Connecticut Attorney General Richard Blumenthal, the Democratic candidate in the U.S. Senate race, leads Republican former wrestling executive Linda McMahon 54 – 42 percent among likely voters, according to a Quinnipiac University poll released today. This is virtually unchanged from a 54 – 43 percent Blumenthal lead in an October 14 likely voter survey by Quinnipiac.
In today’s survey, 3 percent are undecided and 6 percent of voters who name a candidate say they could change their mind by Election Day. Blumenthal leads 86 –12 percent among Democrats and 56 – 40 percent among independent voters while McMahon is ahead 85 – 10 percent among Republicans. Women back Blumenthal 61 – 35 percent. Men split, with 49 percent for McMahon and 47 percent for Blumenthal.
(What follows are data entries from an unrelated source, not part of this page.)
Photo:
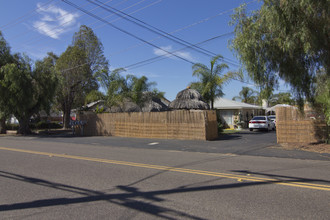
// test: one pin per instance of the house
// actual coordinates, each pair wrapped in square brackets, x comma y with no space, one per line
[231,112]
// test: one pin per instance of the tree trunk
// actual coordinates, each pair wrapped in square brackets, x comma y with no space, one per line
[24,127]
[66,117]
[3,125]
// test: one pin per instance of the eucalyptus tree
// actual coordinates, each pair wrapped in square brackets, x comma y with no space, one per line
[247,95]
[286,39]
[25,91]
[130,88]
[5,58]
[78,69]
[210,79]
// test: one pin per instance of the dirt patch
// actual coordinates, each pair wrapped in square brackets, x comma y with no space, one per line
[312,147]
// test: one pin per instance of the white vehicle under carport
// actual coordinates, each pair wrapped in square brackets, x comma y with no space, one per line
[261,123]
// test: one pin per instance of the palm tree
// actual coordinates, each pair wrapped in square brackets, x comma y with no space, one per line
[211,81]
[247,95]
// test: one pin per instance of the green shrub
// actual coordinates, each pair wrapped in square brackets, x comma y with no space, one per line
[47,125]
[12,126]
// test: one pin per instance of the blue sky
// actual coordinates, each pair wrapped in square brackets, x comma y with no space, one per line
[36,27]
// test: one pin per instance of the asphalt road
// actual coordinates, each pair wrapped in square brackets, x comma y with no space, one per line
[120,178]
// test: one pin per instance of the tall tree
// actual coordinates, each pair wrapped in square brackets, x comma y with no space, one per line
[247,95]
[288,38]
[5,58]
[281,98]
[78,68]
[130,88]
[26,91]
[210,81]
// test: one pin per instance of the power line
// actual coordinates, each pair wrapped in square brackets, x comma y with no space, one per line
[151,28]
[161,57]
[186,27]
[122,30]
[20,19]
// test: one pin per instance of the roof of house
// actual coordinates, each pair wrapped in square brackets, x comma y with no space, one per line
[222,103]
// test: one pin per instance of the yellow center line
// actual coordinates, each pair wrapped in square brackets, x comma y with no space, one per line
[181,170]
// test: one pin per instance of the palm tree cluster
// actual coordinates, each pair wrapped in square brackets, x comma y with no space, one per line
[211,80]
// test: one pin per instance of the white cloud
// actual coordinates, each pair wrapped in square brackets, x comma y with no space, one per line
[164,52]
[54,21]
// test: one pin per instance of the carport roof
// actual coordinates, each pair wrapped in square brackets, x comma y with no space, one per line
[222,103]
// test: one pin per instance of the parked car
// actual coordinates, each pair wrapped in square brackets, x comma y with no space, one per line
[273,118]
[261,123]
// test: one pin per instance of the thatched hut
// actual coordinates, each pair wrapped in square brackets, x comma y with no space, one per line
[151,105]
[189,99]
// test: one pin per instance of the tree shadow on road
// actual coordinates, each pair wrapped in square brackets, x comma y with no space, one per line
[149,202]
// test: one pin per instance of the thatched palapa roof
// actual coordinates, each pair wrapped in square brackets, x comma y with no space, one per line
[189,99]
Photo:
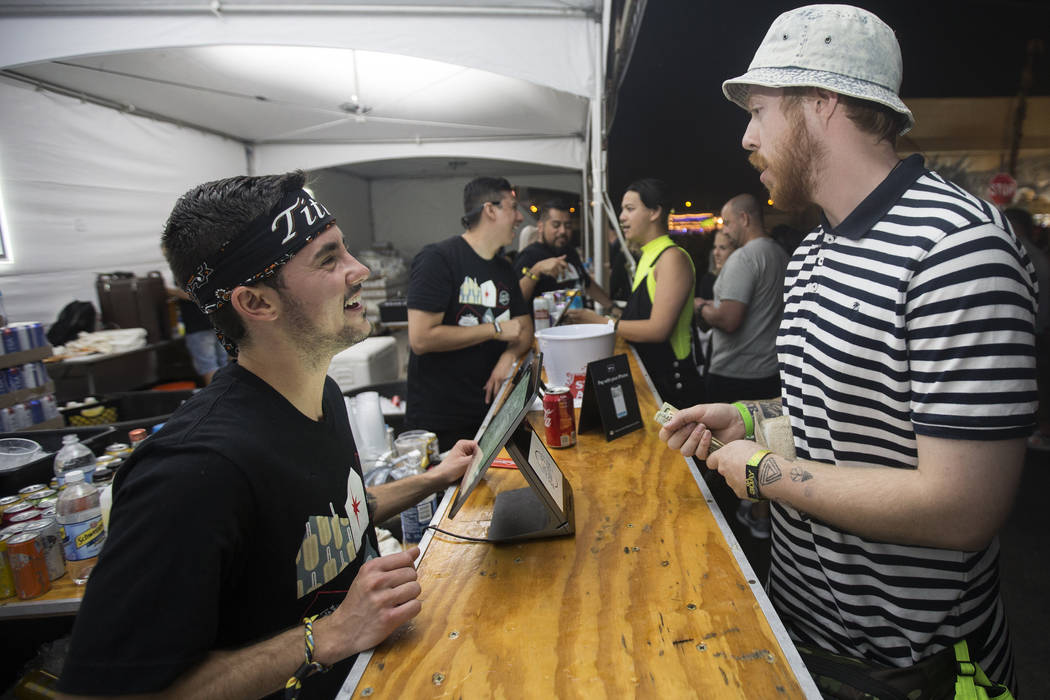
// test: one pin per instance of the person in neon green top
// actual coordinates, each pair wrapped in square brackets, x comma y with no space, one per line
[658,317]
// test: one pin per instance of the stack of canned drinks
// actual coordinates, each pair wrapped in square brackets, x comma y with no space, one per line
[27,414]
[30,543]
[548,306]
[19,337]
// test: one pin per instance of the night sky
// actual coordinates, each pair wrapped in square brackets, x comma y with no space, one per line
[673,122]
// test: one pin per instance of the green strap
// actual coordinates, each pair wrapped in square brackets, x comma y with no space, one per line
[971,682]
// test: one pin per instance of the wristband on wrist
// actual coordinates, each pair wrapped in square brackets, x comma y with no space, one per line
[751,474]
[309,667]
[749,423]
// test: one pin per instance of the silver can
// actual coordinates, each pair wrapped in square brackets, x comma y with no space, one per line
[50,538]
[541,313]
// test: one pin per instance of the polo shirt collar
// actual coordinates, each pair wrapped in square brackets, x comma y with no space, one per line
[879,202]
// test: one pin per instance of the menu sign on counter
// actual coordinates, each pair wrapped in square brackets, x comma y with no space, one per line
[609,399]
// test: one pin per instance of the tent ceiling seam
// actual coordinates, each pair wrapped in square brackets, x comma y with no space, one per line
[116,106]
[219,8]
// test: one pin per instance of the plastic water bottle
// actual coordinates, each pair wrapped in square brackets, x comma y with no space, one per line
[74,454]
[415,518]
[80,517]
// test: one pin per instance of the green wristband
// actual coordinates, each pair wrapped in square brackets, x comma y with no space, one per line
[751,474]
[749,423]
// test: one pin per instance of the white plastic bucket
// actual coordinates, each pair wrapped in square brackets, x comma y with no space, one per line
[568,348]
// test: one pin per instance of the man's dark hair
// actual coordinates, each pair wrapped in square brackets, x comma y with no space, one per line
[477,192]
[868,117]
[654,194]
[1021,220]
[211,214]
[748,204]
[560,205]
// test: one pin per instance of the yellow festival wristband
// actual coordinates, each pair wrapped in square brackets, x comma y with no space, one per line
[751,474]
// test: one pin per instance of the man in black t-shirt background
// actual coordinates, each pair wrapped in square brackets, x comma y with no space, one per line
[240,556]
[467,321]
[552,261]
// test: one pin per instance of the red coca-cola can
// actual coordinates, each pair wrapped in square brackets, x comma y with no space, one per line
[559,421]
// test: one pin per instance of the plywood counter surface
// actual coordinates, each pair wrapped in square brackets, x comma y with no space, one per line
[646,599]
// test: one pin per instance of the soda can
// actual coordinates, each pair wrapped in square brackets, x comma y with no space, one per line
[37,410]
[14,509]
[541,313]
[28,567]
[50,538]
[38,496]
[8,501]
[22,331]
[50,406]
[14,379]
[9,337]
[29,376]
[12,530]
[37,335]
[7,419]
[6,579]
[559,421]
[25,515]
[22,419]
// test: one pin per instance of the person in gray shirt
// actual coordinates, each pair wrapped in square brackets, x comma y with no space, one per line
[744,316]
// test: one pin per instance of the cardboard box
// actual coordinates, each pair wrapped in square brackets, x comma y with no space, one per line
[372,361]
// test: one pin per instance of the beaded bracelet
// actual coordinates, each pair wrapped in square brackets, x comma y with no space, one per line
[309,666]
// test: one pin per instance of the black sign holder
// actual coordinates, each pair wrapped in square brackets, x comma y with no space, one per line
[610,399]
[544,508]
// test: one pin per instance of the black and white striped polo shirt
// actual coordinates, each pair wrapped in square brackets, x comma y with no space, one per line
[912,317]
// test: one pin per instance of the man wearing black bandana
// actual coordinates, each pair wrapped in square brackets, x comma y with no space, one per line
[242,558]
[467,321]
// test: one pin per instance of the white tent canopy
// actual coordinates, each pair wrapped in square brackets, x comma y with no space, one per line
[111,110]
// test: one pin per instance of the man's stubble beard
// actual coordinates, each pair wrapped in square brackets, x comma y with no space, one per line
[794,169]
[313,345]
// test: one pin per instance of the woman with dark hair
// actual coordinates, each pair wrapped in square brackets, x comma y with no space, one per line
[658,318]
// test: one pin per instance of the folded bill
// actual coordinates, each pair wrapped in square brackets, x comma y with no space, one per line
[667,411]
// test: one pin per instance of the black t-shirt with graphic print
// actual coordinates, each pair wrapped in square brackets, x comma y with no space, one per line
[446,390]
[574,276]
[222,524]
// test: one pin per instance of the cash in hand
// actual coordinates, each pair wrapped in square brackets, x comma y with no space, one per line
[667,411]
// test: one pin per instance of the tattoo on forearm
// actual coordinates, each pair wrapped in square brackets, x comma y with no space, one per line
[769,472]
[765,408]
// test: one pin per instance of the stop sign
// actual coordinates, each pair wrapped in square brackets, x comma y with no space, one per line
[1003,187]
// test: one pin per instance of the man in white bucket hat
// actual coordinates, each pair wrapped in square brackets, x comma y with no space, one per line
[906,364]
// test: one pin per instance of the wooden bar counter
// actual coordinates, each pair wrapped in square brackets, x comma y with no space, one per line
[650,597]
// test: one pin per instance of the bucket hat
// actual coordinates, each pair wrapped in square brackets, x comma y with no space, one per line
[837,47]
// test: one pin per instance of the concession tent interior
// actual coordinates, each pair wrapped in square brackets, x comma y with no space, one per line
[112,109]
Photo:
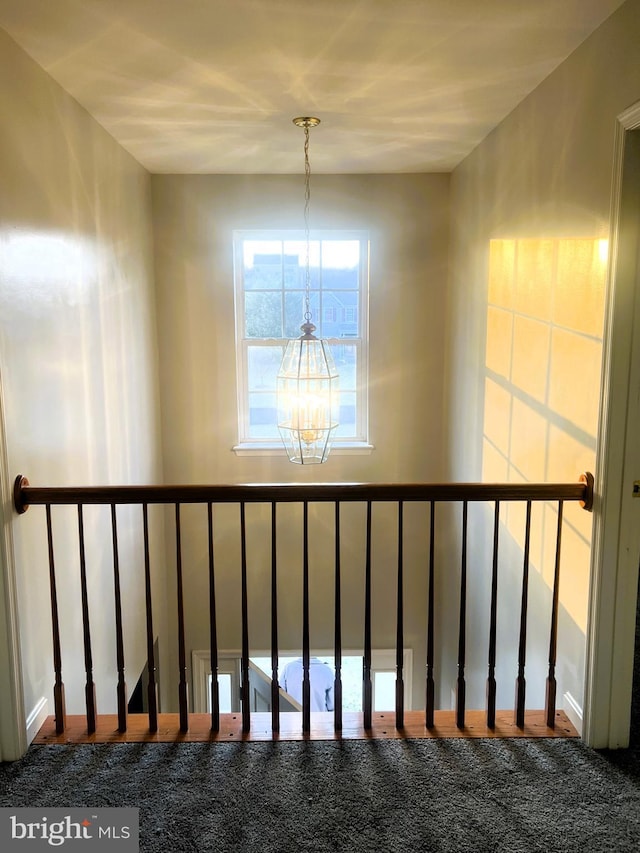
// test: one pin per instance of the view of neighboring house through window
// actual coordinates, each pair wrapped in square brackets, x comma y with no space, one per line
[270,282]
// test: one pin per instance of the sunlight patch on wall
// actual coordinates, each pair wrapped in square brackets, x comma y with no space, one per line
[545,314]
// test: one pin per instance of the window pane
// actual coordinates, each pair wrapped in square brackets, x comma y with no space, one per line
[262,264]
[347,424]
[340,264]
[346,359]
[342,306]
[263,414]
[294,309]
[263,315]
[295,261]
[263,363]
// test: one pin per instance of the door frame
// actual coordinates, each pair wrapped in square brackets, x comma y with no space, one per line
[13,732]
[616,530]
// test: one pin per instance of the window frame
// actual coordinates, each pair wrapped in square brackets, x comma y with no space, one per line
[272,445]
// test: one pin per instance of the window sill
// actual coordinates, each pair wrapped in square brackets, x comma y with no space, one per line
[355,448]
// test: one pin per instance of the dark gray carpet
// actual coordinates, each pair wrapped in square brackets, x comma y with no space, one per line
[456,795]
[379,797]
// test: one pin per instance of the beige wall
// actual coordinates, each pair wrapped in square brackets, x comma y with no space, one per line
[77,359]
[194,217]
[541,182]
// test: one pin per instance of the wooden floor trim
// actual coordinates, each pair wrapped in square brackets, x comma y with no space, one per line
[383,728]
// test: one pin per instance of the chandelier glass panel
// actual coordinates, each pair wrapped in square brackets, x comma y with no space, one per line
[307,384]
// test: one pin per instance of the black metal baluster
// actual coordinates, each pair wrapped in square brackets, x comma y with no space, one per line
[213,629]
[183,700]
[367,687]
[430,685]
[522,644]
[122,686]
[58,688]
[400,625]
[337,688]
[244,661]
[152,688]
[550,697]
[462,625]
[491,679]
[306,657]
[89,688]
[275,687]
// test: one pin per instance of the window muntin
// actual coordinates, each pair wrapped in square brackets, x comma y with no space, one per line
[270,279]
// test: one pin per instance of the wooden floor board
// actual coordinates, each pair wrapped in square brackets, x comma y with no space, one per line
[383,727]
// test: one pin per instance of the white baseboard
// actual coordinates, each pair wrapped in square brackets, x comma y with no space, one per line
[36,718]
[573,711]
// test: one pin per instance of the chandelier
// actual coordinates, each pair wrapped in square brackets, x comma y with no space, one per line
[307,383]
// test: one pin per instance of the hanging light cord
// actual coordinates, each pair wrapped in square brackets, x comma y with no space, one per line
[307,200]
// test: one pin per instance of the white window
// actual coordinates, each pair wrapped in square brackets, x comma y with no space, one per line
[270,279]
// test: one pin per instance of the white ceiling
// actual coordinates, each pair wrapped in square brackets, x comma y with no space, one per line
[199,86]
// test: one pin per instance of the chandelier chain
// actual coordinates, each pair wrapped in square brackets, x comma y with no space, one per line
[307,203]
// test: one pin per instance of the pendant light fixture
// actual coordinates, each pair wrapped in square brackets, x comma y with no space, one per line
[307,384]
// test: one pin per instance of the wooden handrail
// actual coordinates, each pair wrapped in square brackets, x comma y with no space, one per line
[26,495]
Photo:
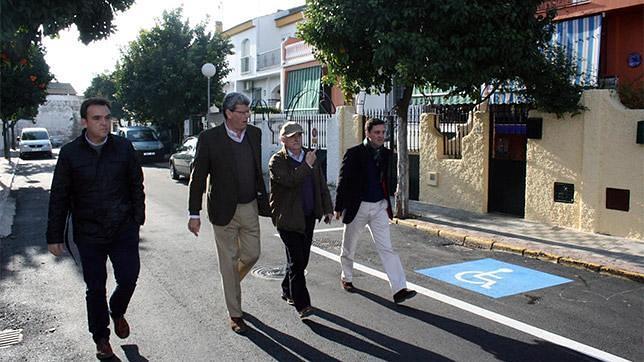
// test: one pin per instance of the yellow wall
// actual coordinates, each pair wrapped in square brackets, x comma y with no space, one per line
[593,150]
[462,183]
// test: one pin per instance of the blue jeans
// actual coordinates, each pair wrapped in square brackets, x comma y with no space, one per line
[123,251]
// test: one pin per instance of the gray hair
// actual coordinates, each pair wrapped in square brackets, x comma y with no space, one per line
[232,99]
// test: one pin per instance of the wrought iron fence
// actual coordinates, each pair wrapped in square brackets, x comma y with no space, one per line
[452,121]
[413,126]
[314,126]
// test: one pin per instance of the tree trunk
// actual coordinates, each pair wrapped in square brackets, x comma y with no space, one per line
[401,196]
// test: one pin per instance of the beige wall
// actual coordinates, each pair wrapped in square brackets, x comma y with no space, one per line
[462,183]
[593,150]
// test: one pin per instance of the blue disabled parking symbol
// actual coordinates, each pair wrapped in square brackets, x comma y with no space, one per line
[493,278]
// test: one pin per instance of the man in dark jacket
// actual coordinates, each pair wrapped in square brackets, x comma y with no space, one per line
[363,199]
[229,155]
[299,196]
[99,183]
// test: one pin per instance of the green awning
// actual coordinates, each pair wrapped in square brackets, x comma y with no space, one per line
[303,89]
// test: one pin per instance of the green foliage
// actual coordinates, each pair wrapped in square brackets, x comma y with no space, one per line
[93,18]
[25,76]
[159,75]
[450,44]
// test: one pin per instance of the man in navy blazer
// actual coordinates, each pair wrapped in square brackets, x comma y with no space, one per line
[362,199]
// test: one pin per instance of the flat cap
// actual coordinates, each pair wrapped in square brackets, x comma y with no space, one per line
[290,128]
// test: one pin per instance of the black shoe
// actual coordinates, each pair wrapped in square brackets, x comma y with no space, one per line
[404,294]
[103,349]
[121,327]
[348,286]
[288,300]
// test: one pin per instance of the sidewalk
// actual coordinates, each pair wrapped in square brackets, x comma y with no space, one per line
[7,204]
[601,253]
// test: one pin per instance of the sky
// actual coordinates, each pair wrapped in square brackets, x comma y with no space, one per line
[71,61]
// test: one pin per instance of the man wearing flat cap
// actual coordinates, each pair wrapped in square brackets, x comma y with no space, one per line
[299,196]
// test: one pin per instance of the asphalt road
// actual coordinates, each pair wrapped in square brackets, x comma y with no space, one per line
[178,313]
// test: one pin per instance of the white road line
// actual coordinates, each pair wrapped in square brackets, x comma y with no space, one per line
[321,230]
[512,323]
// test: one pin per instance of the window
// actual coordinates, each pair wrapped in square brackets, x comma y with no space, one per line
[245,56]
[303,89]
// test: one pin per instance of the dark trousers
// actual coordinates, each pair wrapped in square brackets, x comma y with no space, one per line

“The vote for Connecticut governor and senator is solidifying. There has been little movement in either race in the last two weeks,” said Quinnipiac University Poll Director Douglas Schwartz, PhD. “Linda McMahon has tried to raise Attorney General Richard Blumenthal’s negatives over the last several weeks, but she hasn’t been successful. He remains popular, but McMahon’s own negatives have risen above 50 percent. One has to wonder if over the last few weeks McMahon would have been better off spending more of her millions on positive ads.” By a 55 – 39 percent margin, likely voters have a favorable opinion of Blumenthal. McMahon gets a negative 43 – 51 percent favorability, down from a split 46 – 46 percent favorability October 14.
In the governor’s race, Democrat Dan Malloy leads Republican Tom Foley 48 – 43 percent among likely voters. This compares to Malloy’s 49 – 42 percent lead October 15. Another 7 percent are undecided and 11 percent of likely voters who name a candidate say they could change their mind in the next week. In today’s results, Malloy leads 80 – 9 percent among Democrats while Foley takes Republicans 90 – 7 percent. Independent voters back Malloy 50 – 41 percent. Men split with 46 percent for Foley and 45 percent for Malloy, while women back the Democrat 52 – 41 percent. Malloy gets a 47 – 34 percent favorability from Connecticut likely voters, compared to Foley’s 45 – 33 percent favorability.
“Throughout the fall campaign Democrat Dan Malloy’s share of the vote has been between 45 and 50 percent, while Republican Tom Foley’s has been stuck between 41 and 43 percent,” Dr. Schwartz added, “While both Democrats remain ahead, Blumenthal is in a stronger position than Malloy. Malloy has a slight lead while Blumenthal has a comfortable lead.”